Fred Clark has a great post up in which he talks about the necessity of love for biblical interpretation. Below, I’ll unpack a little of what I’ve been thinking about since taking in his thoughts.
First, read Fred’s post, part of which I’ve copied and posted below:
Without love, without being influenced by love, no human can ever “study the Bible and change their mind.”
If that strikes you as a radical hermeneutical claim, you’re right. But it’s also exactly what the Apostle Paul tells us in 1 Corinthians 13. That’s not just something pretty to be read at weddings or an ethical plea for everybody to be more nice. Paul is talking about epistemology — he says that without love we are incapable of knowing. Incapable of knowing God, knowing others, knowing ourselves, knowing anything. Without love, Paul says, what we think we understand or know amounts to “nothing.”
Scripture is abundantly clear that people who know God are people who love. So if you know someone who loves like Jesus, you can be sure that they “get it.” I don’t mean that they agree with you on how to interpret every hard verse of the Bible. They may get a number of issues wrong. But then, being right and avoiding being wrong is not the point of our lives. We were created to be loved by God and walk in communion with Him. If someone is doing that, then you can be sure they’re on the right track, even if their answers to creedal questions need some work*.
For me, this means two things:
First, I need to constantly be reminded that the goal of my Bible study is not to eventually think about and believe the right things. It’s not to be the smartest guy at Bible study or to win arguments with skeptics (particularly the obnoxious ones, against whom gaining a victory is so tempting). The point of the Christian life is to be like Christ. We do that by living by the Greatest Commandment.

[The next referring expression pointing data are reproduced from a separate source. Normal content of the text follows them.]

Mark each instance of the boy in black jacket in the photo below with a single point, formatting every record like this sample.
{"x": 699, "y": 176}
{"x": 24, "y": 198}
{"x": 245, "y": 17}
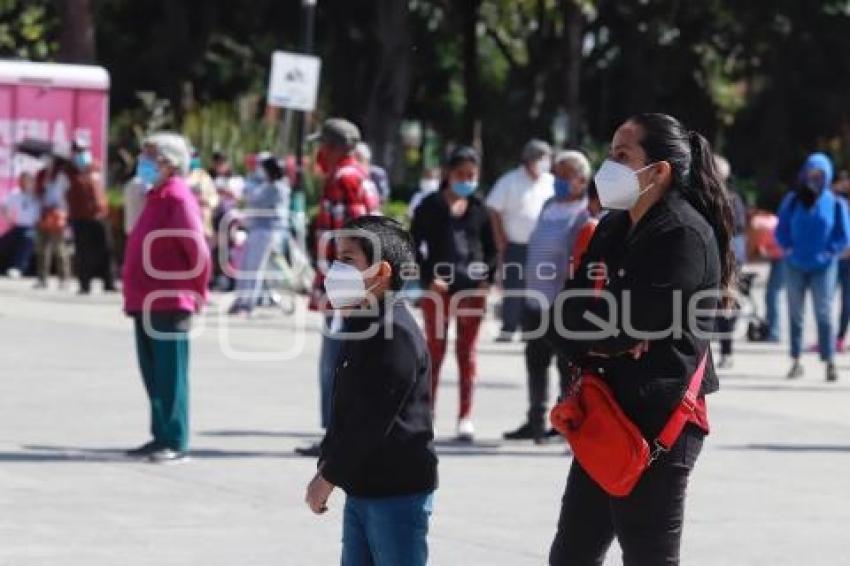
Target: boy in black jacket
{"x": 379, "y": 445}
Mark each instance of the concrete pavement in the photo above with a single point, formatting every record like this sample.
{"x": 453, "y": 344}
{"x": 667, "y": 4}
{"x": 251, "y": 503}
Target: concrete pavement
{"x": 771, "y": 488}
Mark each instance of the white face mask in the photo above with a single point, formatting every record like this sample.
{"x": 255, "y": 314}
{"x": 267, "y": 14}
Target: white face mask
{"x": 618, "y": 185}
{"x": 344, "y": 286}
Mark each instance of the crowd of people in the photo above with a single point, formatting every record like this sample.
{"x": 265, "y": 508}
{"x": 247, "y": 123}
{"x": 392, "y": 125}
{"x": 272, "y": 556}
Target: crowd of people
{"x": 657, "y": 228}
{"x": 61, "y": 206}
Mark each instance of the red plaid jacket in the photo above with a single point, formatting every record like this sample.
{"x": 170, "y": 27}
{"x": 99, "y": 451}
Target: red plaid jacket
{"x": 348, "y": 193}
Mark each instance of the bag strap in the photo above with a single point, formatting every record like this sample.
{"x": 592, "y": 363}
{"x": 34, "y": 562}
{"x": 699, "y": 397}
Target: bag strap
{"x": 682, "y": 413}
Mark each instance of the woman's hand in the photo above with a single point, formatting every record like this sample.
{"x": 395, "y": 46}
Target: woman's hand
{"x": 636, "y": 352}
{"x": 318, "y": 492}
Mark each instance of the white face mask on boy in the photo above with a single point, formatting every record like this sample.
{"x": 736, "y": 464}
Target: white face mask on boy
{"x": 344, "y": 286}
{"x": 618, "y": 185}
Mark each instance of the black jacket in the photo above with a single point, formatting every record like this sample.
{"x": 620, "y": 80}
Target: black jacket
{"x": 380, "y": 439}
{"x": 672, "y": 248}
{"x": 458, "y": 242}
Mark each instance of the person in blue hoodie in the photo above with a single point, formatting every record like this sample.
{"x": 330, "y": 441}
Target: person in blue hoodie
{"x": 814, "y": 230}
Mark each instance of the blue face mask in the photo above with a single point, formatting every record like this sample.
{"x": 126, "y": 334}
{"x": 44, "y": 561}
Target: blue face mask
{"x": 82, "y": 159}
{"x": 562, "y": 188}
{"x": 147, "y": 171}
{"x": 464, "y": 189}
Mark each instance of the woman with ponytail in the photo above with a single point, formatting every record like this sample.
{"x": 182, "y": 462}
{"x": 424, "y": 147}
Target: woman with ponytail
{"x": 639, "y": 316}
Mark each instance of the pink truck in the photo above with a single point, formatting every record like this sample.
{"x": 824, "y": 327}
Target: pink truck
{"x": 50, "y": 102}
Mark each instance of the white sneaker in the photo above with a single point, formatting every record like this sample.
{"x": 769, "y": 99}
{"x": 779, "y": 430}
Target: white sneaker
{"x": 465, "y": 430}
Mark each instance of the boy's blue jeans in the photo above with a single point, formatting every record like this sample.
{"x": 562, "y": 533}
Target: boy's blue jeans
{"x": 822, "y": 284}
{"x": 386, "y": 531}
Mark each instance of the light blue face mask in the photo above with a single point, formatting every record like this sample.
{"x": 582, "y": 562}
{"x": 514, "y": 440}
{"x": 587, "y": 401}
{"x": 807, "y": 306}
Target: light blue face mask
{"x": 464, "y": 189}
{"x": 82, "y": 159}
{"x": 147, "y": 171}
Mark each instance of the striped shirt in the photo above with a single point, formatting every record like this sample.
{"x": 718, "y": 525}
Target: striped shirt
{"x": 550, "y": 248}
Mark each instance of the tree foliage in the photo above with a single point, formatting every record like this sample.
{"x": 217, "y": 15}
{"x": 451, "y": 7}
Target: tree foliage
{"x": 766, "y": 80}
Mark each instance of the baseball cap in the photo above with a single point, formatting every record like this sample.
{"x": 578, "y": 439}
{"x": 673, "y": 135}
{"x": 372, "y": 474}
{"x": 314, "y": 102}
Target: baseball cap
{"x": 339, "y": 132}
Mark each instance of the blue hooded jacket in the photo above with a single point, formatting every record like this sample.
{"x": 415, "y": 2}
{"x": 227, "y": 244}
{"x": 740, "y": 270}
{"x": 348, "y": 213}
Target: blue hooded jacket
{"x": 813, "y": 237}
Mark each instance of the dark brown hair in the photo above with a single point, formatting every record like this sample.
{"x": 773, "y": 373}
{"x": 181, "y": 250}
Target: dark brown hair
{"x": 695, "y": 175}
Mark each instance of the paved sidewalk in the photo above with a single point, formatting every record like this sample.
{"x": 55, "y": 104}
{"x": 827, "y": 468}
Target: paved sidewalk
{"x": 771, "y": 488}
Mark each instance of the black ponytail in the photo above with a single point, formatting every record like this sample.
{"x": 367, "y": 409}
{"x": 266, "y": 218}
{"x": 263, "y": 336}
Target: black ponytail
{"x": 708, "y": 194}
{"x": 695, "y": 176}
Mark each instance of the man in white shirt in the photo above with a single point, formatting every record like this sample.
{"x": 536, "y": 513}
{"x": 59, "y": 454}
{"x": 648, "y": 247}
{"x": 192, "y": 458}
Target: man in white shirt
{"x": 21, "y": 209}
{"x": 515, "y": 203}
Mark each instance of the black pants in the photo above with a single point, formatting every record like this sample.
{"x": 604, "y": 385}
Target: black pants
{"x": 538, "y": 358}
{"x": 93, "y": 254}
{"x": 647, "y": 523}
{"x": 726, "y": 325}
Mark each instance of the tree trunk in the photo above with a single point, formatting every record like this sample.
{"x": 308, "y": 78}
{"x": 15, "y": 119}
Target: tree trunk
{"x": 388, "y": 86}
{"x": 76, "y": 38}
{"x": 574, "y": 22}
{"x": 472, "y": 118}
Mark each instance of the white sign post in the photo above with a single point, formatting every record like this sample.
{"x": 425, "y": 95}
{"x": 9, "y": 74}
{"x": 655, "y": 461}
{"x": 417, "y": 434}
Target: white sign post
{"x": 294, "y": 81}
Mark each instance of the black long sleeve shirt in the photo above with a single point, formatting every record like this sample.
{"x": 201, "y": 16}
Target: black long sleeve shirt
{"x": 651, "y": 271}
{"x": 380, "y": 439}
{"x": 460, "y": 250}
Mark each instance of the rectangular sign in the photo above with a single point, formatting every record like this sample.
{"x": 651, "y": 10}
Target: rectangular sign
{"x": 294, "y": 81}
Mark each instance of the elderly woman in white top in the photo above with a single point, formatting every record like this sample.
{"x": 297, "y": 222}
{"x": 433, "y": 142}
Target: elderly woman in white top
{"x": 266, "y": 217}
{"x": 21, "y": 209}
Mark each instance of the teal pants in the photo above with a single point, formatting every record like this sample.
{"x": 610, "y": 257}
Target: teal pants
{"x": 163, "y": 352}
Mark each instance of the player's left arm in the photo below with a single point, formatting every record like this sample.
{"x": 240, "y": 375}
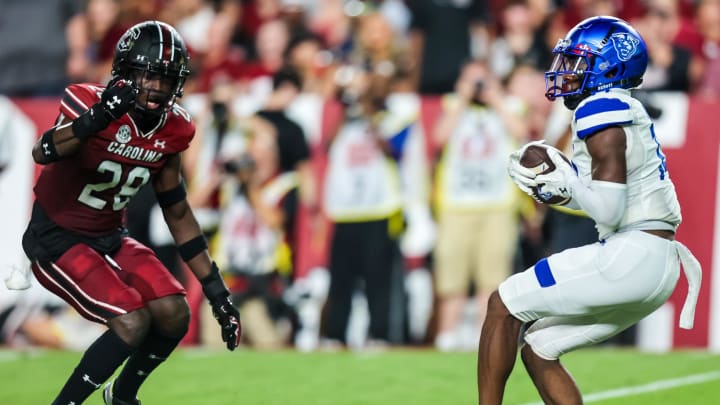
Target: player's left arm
{"x": 192, "y": 247}
{"x": 605, "y": 198}
{"x": 607, "y": 149}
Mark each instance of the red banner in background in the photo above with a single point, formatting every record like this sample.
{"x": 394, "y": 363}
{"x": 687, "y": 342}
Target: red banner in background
{"x": 693, "y": 166}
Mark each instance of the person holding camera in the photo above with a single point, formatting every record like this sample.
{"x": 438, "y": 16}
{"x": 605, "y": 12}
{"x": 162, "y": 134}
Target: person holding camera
{"x": 475, "y": 204}
{"x": 256, "y": 218}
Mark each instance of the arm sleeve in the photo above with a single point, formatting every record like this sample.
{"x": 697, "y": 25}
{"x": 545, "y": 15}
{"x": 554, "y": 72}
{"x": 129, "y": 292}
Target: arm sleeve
{"x": 601, "y": 113}
{"x": 603, "y": 201}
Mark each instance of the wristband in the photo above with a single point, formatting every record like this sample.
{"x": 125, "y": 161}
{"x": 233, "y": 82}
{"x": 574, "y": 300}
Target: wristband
{"x": 192, "y": 248}
{"x": 213, "y": 285}
{"x": 90, "y": 122}
{"x": 47, "y": 143}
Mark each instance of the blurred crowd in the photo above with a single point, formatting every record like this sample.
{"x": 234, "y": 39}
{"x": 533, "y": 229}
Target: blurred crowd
{"x": 391, "y": 222}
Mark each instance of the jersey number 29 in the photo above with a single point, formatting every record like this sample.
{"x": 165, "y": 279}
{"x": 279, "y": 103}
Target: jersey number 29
{"x": 124, "y": 194}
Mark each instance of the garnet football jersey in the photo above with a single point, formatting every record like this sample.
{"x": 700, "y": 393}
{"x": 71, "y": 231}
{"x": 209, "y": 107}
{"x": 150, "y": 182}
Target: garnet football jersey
{"x": 87, "y": 192}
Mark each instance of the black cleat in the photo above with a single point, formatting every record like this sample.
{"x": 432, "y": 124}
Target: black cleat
{"x": 109, "y": 400}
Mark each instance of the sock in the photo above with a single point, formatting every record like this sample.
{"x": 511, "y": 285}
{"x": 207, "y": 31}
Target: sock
{"x": 98, "y": 363}
{"x": 153, "y": 351}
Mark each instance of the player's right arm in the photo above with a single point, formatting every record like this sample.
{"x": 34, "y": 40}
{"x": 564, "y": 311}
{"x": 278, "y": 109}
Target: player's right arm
{"x": 65, "y": 138}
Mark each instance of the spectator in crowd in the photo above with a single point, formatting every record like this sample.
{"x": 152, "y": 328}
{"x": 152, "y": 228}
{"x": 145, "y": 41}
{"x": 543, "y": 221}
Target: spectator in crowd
{"x": 363, "y": 200}
{"x": 293, "y": 149}
{"x": 477, "y": 226}
{"x": 270, "y": 44}
{"x": 313, "y": 62}
{"x": 40, "y": 59}
{"x": 708, "y": 24}
{"x": 440, "y": 35}
{"x": 334, "y": 25}
{"x": 401, "y": 125}
{"x": 259, "y": 211}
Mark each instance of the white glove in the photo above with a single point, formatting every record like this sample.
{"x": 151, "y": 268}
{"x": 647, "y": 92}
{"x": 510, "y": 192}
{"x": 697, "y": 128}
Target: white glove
{"x": 555, "y": 183}
{"x": 522, "y": 176}
{"x": 558, "y": 181}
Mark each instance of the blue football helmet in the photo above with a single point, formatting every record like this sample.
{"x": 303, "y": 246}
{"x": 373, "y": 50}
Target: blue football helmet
{"x": 597, "y": 54}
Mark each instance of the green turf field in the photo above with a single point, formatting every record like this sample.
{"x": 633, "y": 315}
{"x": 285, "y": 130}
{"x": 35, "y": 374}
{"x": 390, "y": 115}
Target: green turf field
{"x": 392, "y": 377}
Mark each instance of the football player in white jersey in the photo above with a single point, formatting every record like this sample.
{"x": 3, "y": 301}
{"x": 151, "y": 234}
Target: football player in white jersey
{"x": 586, "y": 295}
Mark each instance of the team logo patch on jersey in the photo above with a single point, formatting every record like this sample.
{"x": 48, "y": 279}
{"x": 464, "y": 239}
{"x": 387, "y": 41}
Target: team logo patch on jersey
{"x": 123, "y": 135}
{"x": 625, "y": 45}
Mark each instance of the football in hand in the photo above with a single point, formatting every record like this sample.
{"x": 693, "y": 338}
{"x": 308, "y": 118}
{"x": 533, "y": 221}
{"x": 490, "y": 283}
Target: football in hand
{"x": 536, "y": 158}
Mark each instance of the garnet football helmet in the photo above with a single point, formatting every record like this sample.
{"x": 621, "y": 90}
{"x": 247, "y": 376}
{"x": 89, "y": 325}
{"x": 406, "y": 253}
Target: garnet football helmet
{"x": 152, "y": 50}
{"x": 597, "y": 54}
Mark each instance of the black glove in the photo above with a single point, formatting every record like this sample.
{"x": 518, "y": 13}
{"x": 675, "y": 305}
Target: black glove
{"x": 229, "y": 319}
{"x": 115, "y": 101}
{"x": 223, "y": 309}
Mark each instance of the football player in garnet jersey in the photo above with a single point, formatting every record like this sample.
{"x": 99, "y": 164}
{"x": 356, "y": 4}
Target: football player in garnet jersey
{"x": 588, "y": 294}
{"x": 107, "y": 142}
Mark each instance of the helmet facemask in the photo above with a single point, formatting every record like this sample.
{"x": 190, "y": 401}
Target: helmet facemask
{"x": 568, "y": 77}
{"x": 153, "y": 57}
{"x": 157, "y": 91}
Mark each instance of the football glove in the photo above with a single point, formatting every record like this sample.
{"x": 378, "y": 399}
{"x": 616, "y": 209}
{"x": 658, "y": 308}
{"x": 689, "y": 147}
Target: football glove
{"x": 522, "y": 176}
{"x": 229, "y": 319}
{"x": 223, "y": 309}
{"x": 115, "y": 101}
{"x": 558, "y": 181}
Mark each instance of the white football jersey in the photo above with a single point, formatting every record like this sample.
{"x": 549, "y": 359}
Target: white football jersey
{"x": 651, "y": 201}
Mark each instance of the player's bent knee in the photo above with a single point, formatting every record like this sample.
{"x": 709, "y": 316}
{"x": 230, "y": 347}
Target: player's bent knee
{"x": 170, "y": 315}
{"x": 132, "y": 327}
{"x": 496, "y": 307}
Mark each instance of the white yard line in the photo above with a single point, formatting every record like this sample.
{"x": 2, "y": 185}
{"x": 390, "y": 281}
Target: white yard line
{"x": 659, "y": 385}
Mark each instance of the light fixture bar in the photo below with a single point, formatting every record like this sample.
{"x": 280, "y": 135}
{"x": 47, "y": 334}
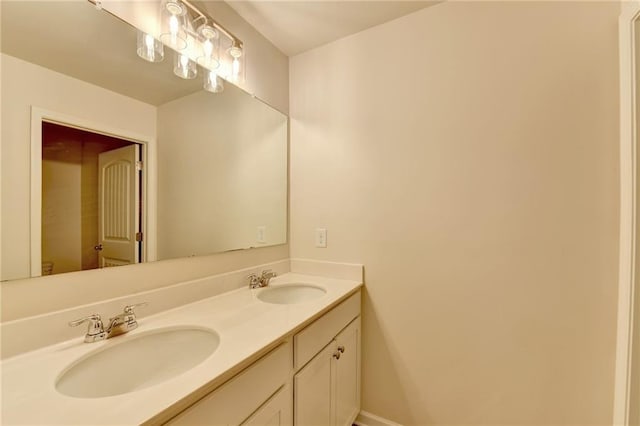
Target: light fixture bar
{"x": 214, "y": 23}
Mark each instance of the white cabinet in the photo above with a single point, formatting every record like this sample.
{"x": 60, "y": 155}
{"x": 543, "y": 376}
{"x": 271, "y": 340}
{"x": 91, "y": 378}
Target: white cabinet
{"x": 313, "y": 393}
{"x": 236, "y": 400}
{"x": 347, "y": 378}
{"x": 327, "y": 388}
{"x": 275, "y": 412}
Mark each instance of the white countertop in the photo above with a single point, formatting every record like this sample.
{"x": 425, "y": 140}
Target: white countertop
{"x": 244, "y": 324}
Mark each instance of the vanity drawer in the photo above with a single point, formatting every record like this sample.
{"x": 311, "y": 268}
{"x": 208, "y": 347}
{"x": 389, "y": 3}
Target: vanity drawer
{"x": 237, "y": 399}
{"x": 316, "y": 336}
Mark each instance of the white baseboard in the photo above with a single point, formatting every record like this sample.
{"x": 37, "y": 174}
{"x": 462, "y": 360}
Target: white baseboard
{"x": 367, "y": 419}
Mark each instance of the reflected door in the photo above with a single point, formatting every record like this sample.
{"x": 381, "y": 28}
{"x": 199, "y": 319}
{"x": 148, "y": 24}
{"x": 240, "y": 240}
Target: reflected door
{"x": 118, "y": 192}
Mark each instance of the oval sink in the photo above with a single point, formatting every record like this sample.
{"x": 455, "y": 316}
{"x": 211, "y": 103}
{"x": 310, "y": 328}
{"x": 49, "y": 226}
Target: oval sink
{"x": 288, "y": 294}
{"x": 137, "y": 363}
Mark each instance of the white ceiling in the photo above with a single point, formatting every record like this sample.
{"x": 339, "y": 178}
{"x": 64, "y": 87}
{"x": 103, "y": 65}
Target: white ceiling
{"x": 297, "y": 26}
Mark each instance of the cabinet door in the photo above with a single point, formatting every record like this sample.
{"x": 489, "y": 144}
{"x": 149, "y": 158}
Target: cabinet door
{"x": 277, "y": 411}
{"x": 347, "y": 375}
{"x": 313, "y": 391}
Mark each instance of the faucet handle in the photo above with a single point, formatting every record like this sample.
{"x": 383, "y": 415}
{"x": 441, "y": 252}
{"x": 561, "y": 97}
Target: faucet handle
{"x": 268, "y": 272}
{"x": 95, "y": 331}
{"x": 94, "y": 318}
{"x": 129, "y": 308}
{"x": 254, "y": 281}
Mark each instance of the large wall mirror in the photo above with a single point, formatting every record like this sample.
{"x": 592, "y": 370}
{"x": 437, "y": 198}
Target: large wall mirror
{"x": 201, "y": 172}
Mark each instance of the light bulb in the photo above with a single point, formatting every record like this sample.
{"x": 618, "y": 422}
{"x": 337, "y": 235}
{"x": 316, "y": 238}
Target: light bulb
{"x": 148, "y": 48}
{"x": 174, "y": 26}
{"x": 148, "y": 43}
{"x": 236, "y": 67}
{"x": 184, "y": 63}
{"x": 184, "y": 67}
{"x": 212, "y": 83}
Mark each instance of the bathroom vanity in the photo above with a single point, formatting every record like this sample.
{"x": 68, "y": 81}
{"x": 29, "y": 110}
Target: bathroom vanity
{"x": 285, "y": 354}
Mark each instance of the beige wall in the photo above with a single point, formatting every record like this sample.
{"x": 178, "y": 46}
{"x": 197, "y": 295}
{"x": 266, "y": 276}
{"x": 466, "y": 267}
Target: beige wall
{"x": 23, "y": 84}
{"x": 467, "y": 155}
{"x": 234, "y": 148}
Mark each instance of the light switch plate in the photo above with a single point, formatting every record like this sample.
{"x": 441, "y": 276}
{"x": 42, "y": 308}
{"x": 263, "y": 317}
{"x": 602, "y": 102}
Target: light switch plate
{"x": 261, "y": 234}
{"x": 321, "y": 237}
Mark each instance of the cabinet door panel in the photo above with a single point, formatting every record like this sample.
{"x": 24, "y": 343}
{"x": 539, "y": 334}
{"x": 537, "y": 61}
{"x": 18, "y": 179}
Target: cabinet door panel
{"x": 347, "y": 388}
{"x": 235, "y": 400}
{"x": 277, "y": 411}
{"x": 312, "y": 391}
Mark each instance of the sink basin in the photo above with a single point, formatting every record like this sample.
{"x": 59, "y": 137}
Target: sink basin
{"x": 138, "y": 362}
{"x": 288, "y": 294}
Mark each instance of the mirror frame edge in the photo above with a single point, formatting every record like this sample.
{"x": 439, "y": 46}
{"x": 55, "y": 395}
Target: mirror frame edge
{"x": 630, "y": 13}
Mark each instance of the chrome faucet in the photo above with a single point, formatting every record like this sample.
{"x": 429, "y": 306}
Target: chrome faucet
{"x": 120, "y": 324}
{"x": 262, "y": 280}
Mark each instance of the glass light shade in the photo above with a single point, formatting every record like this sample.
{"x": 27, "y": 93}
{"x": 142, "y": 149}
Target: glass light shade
{"x": 213, "y": 83}
{"x": 173, "y": 25}
{"x": 237, "y": 62}
{"x": 148, "y": 48}
{"x": 184, "y": 67}
{"x": 209, "y": 44}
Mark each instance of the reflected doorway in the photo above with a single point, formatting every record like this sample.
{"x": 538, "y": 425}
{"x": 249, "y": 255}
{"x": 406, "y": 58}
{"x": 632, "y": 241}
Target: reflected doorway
{"x": 91, "y": 200}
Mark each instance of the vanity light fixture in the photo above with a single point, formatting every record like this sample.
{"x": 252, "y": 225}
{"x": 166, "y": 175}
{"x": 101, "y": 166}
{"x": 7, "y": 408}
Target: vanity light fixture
{"x": 174, "y": 24}
{"x": 209, "y": 40}
{"x": 184, "y": 67}
{"x": 201, "y": 47}
{"x": 235, "y": 51}
{"x": 213, "y": 83}
{"x": 149, "y": 48}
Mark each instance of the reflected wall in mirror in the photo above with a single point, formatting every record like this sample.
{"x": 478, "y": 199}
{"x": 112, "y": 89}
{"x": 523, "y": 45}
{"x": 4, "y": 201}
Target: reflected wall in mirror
{"x": 217, "y": 163}
{"x": 91, "y": 199}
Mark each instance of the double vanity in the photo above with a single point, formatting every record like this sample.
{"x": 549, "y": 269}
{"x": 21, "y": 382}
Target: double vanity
{"x": 287, "y": 353}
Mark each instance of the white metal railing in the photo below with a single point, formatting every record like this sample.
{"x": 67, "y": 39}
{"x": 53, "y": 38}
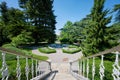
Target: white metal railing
{"x": 34, "y": 69}
{"x": 81, "y": 68}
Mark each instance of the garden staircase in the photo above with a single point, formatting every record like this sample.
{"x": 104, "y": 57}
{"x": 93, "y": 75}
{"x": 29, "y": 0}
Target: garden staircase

Second, this means I can’t write off anyone who loves because they disagree with me. We may not read the Bible in the exact same way, but if they’re loving, then they’ve got the point of Scripture correctly. Love is our interpretation, if you will, and I can practice love in my life by not being so sure of myself and listening more carefully to others. (In the same way, I’d hope that someone wouldn’t completely tune me out because I affirm the theory of evolution, same-sex relationships, and the necessity of women pastors in the church.)
What do you think of the idea that love must be our starting point in interpreting the Bible? Do you agree? Why or not why?
* This does not mean that you get to believe anything you want and there won’t be consequences.